We need to have a healthy fear of our authorities.  Yes, we have the right to free speech in this nation, but I promise that if you cuss out your boss, your free speech will land you in the unemployment line real fast.  I have friends whose homes are adjacent to giant fields that were ablaze a few years ago; and you can bet they had a healthy fear of the firefighters who pounded on their door and told them to get the heck out of Dodge.  If they blew off the firemen and didn’t respect their urgent message immediately, not only was it likely that their homes and belongings would have been scorched, but so would all their neighbor’s homes as the flames were likely to bounce from house to house.  A healthy fear of the flames and those trained to fight them saved a lot of people that day.

Image: Esme Randle

And, yes… we need to have a healthy fear of the police.  All of us do.  Even as a white/pacific islander, when I see a cop in my rear view, I turn down the radio, slide my hands to 10 and 2 on the wheel and behave as politely as humanly possible when I get pulled over.  And that’s neither me being afraid that I’m going to be shot, nor is it me trying to manipulate my way out of a ticket.  It’s me having the due respect for the EXTREMELY high percentage of cops out there who stand where I don’t stand every day – between the bad guys and the good guys, keeping the good guys safe, as we saw in Dallas and Baton Rouge.
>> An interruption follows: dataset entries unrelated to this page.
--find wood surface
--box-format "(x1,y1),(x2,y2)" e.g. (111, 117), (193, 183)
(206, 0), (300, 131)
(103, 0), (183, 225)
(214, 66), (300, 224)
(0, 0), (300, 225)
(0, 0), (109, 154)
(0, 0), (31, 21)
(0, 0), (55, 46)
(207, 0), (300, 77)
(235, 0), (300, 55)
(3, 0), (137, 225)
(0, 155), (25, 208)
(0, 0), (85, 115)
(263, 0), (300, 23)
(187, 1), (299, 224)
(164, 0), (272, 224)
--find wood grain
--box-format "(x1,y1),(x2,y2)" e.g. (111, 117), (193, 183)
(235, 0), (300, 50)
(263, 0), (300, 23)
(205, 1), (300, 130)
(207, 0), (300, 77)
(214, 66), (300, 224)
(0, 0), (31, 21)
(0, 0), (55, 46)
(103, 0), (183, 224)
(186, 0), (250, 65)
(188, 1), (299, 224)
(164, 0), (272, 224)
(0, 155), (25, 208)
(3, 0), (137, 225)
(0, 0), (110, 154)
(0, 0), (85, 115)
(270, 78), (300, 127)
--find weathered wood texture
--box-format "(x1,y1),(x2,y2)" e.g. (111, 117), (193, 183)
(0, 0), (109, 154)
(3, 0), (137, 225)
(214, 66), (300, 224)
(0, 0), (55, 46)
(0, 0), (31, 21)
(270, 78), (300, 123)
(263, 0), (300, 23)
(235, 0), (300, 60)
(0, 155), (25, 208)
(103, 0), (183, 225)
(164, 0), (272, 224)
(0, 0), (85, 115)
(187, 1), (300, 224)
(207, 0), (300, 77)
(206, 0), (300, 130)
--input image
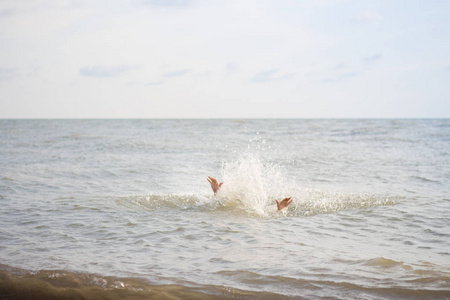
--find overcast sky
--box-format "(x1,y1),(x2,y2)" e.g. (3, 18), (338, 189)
(0, 0), (450, 118)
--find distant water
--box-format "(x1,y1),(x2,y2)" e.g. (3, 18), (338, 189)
(0, 120), (450, 299)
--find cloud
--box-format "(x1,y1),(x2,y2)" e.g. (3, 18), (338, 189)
(353, 11), (383, 23)
(79, 65), (135, 77)
(225, 62), (241, 74)
(333, 62), (347, 70)
(145, 80), (164, 86)
(0, 68), (21, 81)
(0, 9), (16, 18)
(250, 69), (294, 83)
(364, 53), (383, 62)
(133, 0), (193, 8)
(163, 69), (191, 77)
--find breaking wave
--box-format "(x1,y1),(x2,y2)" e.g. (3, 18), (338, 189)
(117, 154), (401, 217)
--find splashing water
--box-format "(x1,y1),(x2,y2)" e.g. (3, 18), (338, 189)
(214, 153), (397, 216)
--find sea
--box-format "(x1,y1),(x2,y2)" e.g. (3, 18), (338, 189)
(0, 119), (450, 299)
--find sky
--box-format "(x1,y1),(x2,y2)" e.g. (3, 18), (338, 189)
(0, 0), (450, 118)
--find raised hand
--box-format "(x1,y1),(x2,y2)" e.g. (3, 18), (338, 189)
(207, 176), (223, 194)
(275, 197), (294, 210)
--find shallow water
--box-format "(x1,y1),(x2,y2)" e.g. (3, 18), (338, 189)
(0, 120), (450, 299)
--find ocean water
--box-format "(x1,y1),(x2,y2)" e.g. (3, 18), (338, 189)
(0, 120), (450, 299)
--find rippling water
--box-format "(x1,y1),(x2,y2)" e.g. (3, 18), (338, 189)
(0, 120), (450, 299)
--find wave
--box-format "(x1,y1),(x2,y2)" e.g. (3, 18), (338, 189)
(0, 265), (288, 300)
(116, 189), (401, 217)
(117, 153), (401, 217)
(0, 259), (449, 300)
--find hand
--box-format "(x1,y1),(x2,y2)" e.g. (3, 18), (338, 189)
(207, 176), (223, 194)
(275, 197), (294, 210)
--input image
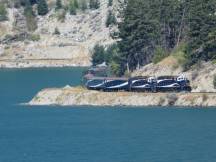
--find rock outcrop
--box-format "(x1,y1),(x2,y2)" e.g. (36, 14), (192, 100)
(132, 56), (216, 92)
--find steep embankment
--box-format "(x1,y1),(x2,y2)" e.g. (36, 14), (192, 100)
(29, 56), (216, 107)
(133, 56), (216, 92)
(29, 87), (216, 106)
(0, 0), (119, 68)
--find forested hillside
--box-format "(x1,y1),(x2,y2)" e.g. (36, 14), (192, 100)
(93, 0), (216, 75)
(0, 0), (122, 68)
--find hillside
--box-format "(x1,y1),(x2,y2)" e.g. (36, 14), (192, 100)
(0, 0), (119, 67)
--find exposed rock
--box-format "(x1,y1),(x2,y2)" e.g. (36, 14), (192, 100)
(0, 0), (119, 68)
(132, 56), (216, 92)
(13, 9), (27, 33)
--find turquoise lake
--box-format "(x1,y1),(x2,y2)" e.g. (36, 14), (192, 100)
(0, 68), (216, 162)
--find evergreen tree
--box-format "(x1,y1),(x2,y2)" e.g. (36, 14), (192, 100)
(106, 11), (117, 27)
(80, 0), (88, 11)
(108, 0), (113, 7)
(89, 0), (100, 9)
(56, 0), (62, 10)
(24, 0), (37, 31)
(69, 0), (77, 15)
(74, 0), (79, 9)
(92, 44), (105, 66)
(0, 3), (7, 21)
(37, 0), (48, 16)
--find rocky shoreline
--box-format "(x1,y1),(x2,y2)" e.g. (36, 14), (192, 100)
(28, 86), (216, 107)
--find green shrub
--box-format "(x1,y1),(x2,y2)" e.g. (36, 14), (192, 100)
(37, 0), (48, 16)
(30, 34), (40, 42)
(202, 93), (208, 102)
(24, 3), (37, 31)
(106, 11), (117, 27)
(55, 0), (62, 10)
(80, 0), (88, 11)
(53, 27), (61, 35)
(108, 0), (113, 7)
(213, 75), (216, 89)
(89, 0), (100, 9)
(57, 9), (67, 22)
(153, 47), (168, 64)
(0, 3), (8, 21)
(69, 0), (77, 15)
(92, 44), (105, 65)
(110, 61), (122, 76)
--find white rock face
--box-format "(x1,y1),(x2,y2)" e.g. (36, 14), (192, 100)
(0, 0), (119, 67)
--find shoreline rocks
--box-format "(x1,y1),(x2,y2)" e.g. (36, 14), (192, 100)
(28, 86), (216, 107)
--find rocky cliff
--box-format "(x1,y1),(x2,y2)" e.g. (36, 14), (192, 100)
(0, 0), (119, 67)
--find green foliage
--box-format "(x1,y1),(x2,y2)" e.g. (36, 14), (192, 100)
(37, 0), (48, 16)
(53, 27), (61, 35)
(89, 0), (100, 9)
(57, 9), (67, 22)
(55, 0), (63, 10)
(110, 61), (122, 76)
(213, 75), (216, 89)
(108, 0), (113, 7)
(106, 11), (117, 27)
(69, 0), (77, 15)
(0, 2), (8, 21)
(92, 44), (105, 65)
(153, 47), (168, 64)
(30, 34), (40, 41)
(80, 0), (88, 11)
(24, 1), (37, 31)
(74, 0), (79, 9)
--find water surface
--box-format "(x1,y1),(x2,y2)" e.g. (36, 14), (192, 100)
(0, 68), (216, 162)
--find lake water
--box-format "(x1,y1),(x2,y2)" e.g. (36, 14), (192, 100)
(0, 68), (216, 162)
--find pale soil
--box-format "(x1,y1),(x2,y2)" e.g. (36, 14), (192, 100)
(133, 56), (216, 92)
(28, 87), (216, 107)
(0, 0), (121, 68)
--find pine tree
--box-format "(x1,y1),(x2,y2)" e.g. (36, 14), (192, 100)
(69, 0), (76, 15)
(80, 0), (88, 11)
(56, 0), (62, 10)
(24, 0), (37, 31)
(37, 0), (48, 16)
(89, 0), (100, 9)
(106, 11), (117, 27)
(74, 0), (79, 9)
(108, 0), (113, 7)
(0, 3), (7, 21)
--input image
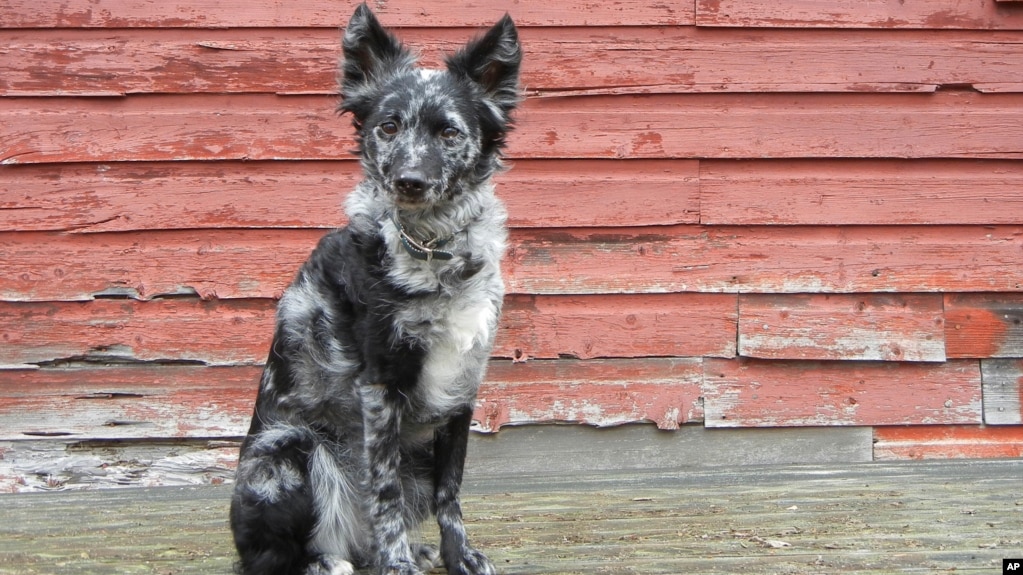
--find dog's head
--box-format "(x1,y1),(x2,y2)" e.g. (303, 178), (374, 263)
(339, 4), (522, 209)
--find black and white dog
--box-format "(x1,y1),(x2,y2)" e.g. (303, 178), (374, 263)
(231, 5), (522, 575)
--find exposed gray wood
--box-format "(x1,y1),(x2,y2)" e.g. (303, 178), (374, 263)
(0, 425), (873, 492)
(980, 359), (1023, 426)
(0, 460), (1023, 575)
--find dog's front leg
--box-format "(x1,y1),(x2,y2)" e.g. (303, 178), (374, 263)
(359, 384), (421, 575)
(434, 406), (496, 575)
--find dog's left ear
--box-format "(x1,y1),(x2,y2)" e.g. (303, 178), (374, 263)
(446, 14), (522, 116)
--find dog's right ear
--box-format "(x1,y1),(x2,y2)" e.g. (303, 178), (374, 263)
(339, 3), (415, 121)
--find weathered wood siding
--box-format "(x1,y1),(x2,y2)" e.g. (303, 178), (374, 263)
(0, 0), (1023, 490)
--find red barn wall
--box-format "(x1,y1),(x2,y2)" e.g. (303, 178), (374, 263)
(0, 0), (1023, 489)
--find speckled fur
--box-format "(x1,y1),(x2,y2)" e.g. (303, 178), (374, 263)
(231, 5), (522, 575)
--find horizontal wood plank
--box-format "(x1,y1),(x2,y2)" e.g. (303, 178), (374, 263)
(7, 27), (1023, 96)
(696, 0), (1023, 30)
(0, 358), (703, 440)
(739, 294), (945, 361)
(980, 359), (1023, 426)
(494, 294), (736, 360)
(944, 294), (1023, 358)
(504, 226), (1023, 294)
(0, 0), (694, 29)
(700, 160), (1023, 225)
(0, 226), (1023, 302)
(0, 294), (736, 366)
(7, 92), (1023, 165)
(0, 364), (260, 440)
(874, 426), (1023, 461)
(0, 460), (1023, 575)
(704, 359), (983, 428)
(0, 160), (700, 232)
(475, 359), (703, 432)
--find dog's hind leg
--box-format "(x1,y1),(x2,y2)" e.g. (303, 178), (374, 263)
(434, 406), (497, 575)
(359, 384), (421, 575)
(230, 426), (316, 575)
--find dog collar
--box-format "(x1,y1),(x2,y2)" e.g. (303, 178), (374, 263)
(392, 214), (454, 262)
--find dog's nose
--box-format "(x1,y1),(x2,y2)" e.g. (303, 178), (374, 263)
(394, 172), (428, 197)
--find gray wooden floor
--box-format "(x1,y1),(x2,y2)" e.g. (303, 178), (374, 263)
(0, 460), (1023, 575)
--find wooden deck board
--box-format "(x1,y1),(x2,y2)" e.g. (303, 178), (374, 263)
(0, 459), (1023, 575)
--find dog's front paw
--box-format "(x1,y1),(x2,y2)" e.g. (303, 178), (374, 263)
(380, 561), (422, 575)
(446, 547), (497, 575)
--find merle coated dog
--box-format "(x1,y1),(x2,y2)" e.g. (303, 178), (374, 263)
(230, 5), (522, 575)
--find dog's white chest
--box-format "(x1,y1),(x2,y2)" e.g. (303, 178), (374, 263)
(416, 301), (497, 413)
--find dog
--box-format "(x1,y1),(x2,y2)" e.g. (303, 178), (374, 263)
(230, 4), (522, 575)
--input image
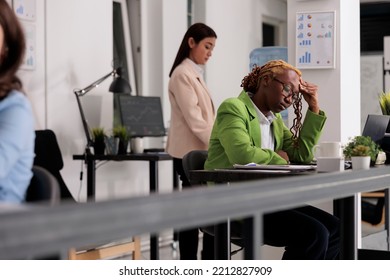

And then, the Bible tells us over and over again that we ought to fear God.  Because the truth is that fearing God saves us from caving into our own desires that go against His will.  As Christians – and if it’s not clear enough already, I am addressing all those who call themselves “Christ Followers” – our life’s goal is to live according to God’s will for our lives… not our own.  Given to our own whims, none of us would stay married, or stick around and be faithful parents, or file our taxes honestly, or be honest in anything.  It’s simply too costly and too much of a pain in the neck to remain in these relationships and be loving, joyful, patient, kind, good, faithful, gentle and full of self-control at all times.  In fact, only by “fearing” God is this even possible.  But, oh are the rewards worth it!

Now, In light of the crazy violent and almost inexplicable events of recent months, weeks and even days, I have heard many people ask: “How are we supposed to react to this?  How do we explain this to our children? What do we do now?”

I find God’s answer right there in black and white.  It’s in a verse that I sang at church as a kid, and that rings in my heart and my head whenever I wonder what on earth I’m supposed to do.  The answer is found in Micah 6:8,

He has shown you, Oh man, what is good and what the Lord requires of you: to do justly, to love mercy, and to walk humbly with your God.

Another translation puts it in more colloquial terms:

This is what God wants from you:

Be fair to other people.

  Love kindness and loyalty,

  and humbly obey your God.

And when we live like this, it makes it that much easier to live according to the words the Bible repeats over and over and over again: Do not be afraid!